Cada una de las 42 sucursales de la biblioteca no solo ofrece la posibilidad de leer in situ libros de consulta y obtener libros a domicilio, sino que sirve también de local para conferencias nocturnas, para reuniones populares, para entretenimientos razonables.

En la Biblioteca Pública de Nueva York hay unos 15.000 libros en lenguas orientales, unos 20.000 en hebreo y unos 16.000 en lenguas eslavas. En la sala de lectura principal, en estanterías abiertas, hay para el uso libre y general unos 20.000 volúmenes.

Para los niños, la Biblioteca Pública de Nueva York ha organizado una sala de lectura especial –central–, y progresivamente se van abriendo otras similares también en las sucursales. Los bibliotecarios se preocupan de toda clase de comodidades para los niños y les proporcionan información. En total, los niños tomaron en préstamo a domicilio 2.859.888 volúmenes, poco menos de tres millones (más de un tercio del total). El número de niños que fueron visitantes de la sala de lectura alcanzó 1.120.915.

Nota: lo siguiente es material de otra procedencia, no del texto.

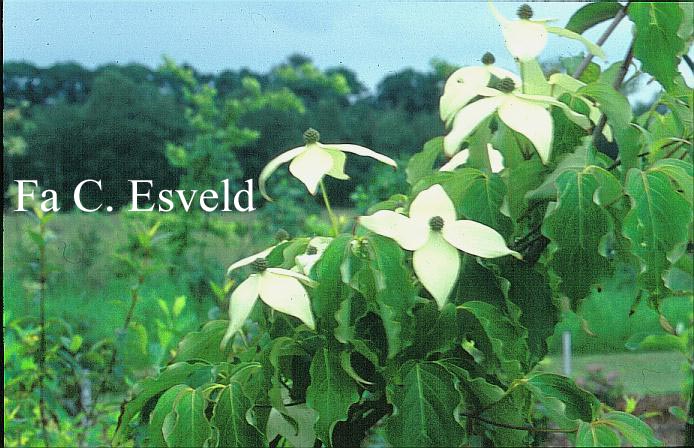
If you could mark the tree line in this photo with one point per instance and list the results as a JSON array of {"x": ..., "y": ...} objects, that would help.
[{"x": 66, "y": 123}]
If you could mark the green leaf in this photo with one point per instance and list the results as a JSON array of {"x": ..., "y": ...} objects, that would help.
[
  {"x": 179, "y": 304},
  {"x": 204, "y": 344},
  {"x": 591, "y": 434},
  {"x": 529, "y": 290},
  {"x": 657, "y": 43},
  {"x": 681, "y": 172},
  {"x": 594, "y": 49},
  {"x": 592, "y": 14},
  {"x": 609, "y": 187},
  {"x": 395, "y": 294},
  {"x": 331, "y": 291},
  {"x": 507, "y": 341},
  {"x": 434, "y": 331},
  {"x": 575, "y": 161},
  {"x": 563, "y": 401},
  {"x": 633, "y": 429},
  {"x": 186, "y": 424},
  {"x": 519, "y": 181},
  {"x": 657, "y": 225},
  {"x": 165, "y": 404},
  {"x": 303, "y": 435},
  {"x": 422, "y": 163},
  {"x": 477, "y": 195},
  {"x": 610, "y": 102},
  {"x": 229, "y": 417},
  {"x": 590, "y": 74},
  {"x": 425, "y": 406},
  {"x": 331, "y": 392},
  {"x": 576, "y": 228},
  {"x": 174, "y": 374}
]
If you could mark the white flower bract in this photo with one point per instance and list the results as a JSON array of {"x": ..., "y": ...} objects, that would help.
[
  {"x": 305, "y": 261},
  {"x": 313, "y": 161},
  {"x": 281, "y": 289},
  {"x": 435, "y": 259},
  {"x": 496, "y": 160},
  {"x": 525, "y": 39}
]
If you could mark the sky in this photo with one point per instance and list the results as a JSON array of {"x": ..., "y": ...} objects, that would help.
[{"x": 372, "y": 38}]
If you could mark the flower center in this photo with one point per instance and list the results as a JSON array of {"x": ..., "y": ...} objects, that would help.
[
  {"x": 506, "y": 85},
  {"x": 259, "y": 264},
  {"x": 524, "y": 12},
  {"x": 436, "y": 223},
  {"x": 311, "y": 136}
]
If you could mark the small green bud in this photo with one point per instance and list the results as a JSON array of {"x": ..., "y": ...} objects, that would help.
[
  {"x": 311, "y": 136},
  {"x": 436, "y": 223},
  {"x": 525, "y": 12},
  {"x": 506, "y": 85},
  {"x": 259, "y": 264}
]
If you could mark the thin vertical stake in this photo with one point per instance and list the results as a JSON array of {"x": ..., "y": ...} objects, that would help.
[{"x": 566, "y": 352}]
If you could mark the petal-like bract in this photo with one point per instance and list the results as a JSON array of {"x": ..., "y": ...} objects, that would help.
[
  {"x": 461, "y": 87},
  {"x": 477, "y": 239},
  {"x": 248, "y": 260},
  {"x": 467, "y": 119},
  {"x": 524, "y": 39},
  {"x": 311, "y": 166},
  {"x": 297, "y": 275},
  {"x": 496, "y": 160},
  {"x": 240, "y": 305},
  {"x": 436, "y": 265},
  {"x": 432, "y": 202},
  {"x": 409, "y": 234},
  {"x": 362, "y": 151},
  {"x": 283, "y": 292},
  {"x": 338, "y": 169},
  {"x": 272, "y": 166},
  {"x": 531, "y": 120}
]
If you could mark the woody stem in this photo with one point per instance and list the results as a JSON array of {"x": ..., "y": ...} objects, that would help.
[{"x": 333, "y": 218}]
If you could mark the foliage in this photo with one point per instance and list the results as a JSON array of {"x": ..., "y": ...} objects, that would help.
[{"x": 373, "y": 345}]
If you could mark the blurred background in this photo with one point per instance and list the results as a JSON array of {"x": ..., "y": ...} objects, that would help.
[{"x": 190, "y": 93}]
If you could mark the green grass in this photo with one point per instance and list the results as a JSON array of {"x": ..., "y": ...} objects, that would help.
[
  {"x": 649, "y": 373},
  {"x": 607, "y": 315},
  {"x": 86, "y": 290}
]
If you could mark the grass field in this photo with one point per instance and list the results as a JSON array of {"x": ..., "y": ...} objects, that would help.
[{"x": 649, "y": 373}]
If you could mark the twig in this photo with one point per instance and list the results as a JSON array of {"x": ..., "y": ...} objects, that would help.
[
  {"x": 517, "y": 427},
  {"x": 619, "y": 161},
  {"x": 589, "y": 57},
  {"x": 134, "y": 297}
]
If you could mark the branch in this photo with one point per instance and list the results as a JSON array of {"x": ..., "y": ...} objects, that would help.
[
  {"x": 623, "y": 69},
  {"x": 517, "y": 427},
  {"x": 589, "y": 57},
  {"x": 689, "y": 62}
]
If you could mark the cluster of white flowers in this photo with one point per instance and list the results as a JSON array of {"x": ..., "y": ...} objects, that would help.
[{"x": 431, "y": 228}]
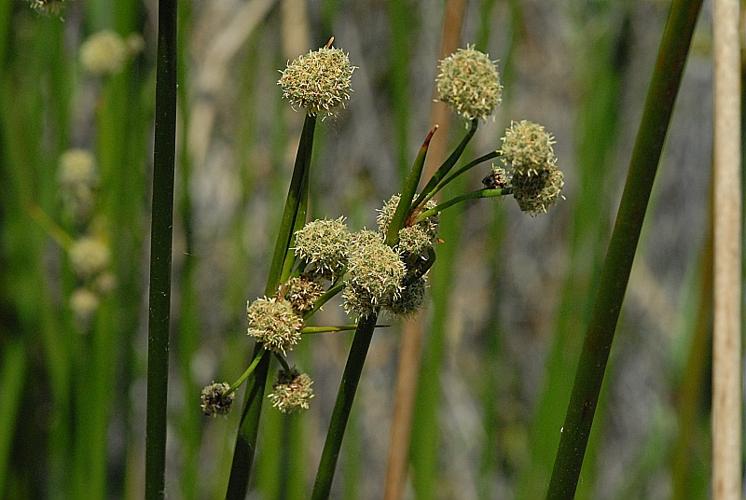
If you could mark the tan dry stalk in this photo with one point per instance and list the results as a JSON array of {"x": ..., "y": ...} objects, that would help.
[{"x": 726, "y": 372}]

En cuanto a la pérdida de libros, la Biblioteca Pública de Nueva York cifra el número de libros extraviados en 70–80–90 por cada 100.000 prestados a domicilio.

Este es el orden de cosas que existe en Nueva York. ¿Y entre nosotros?

«Rabóchaya Pravda» núm. 5, 18 de julio de 1913. Firmado: W.

Se imprime según el texto del periódico «Rabóchaya Pravda».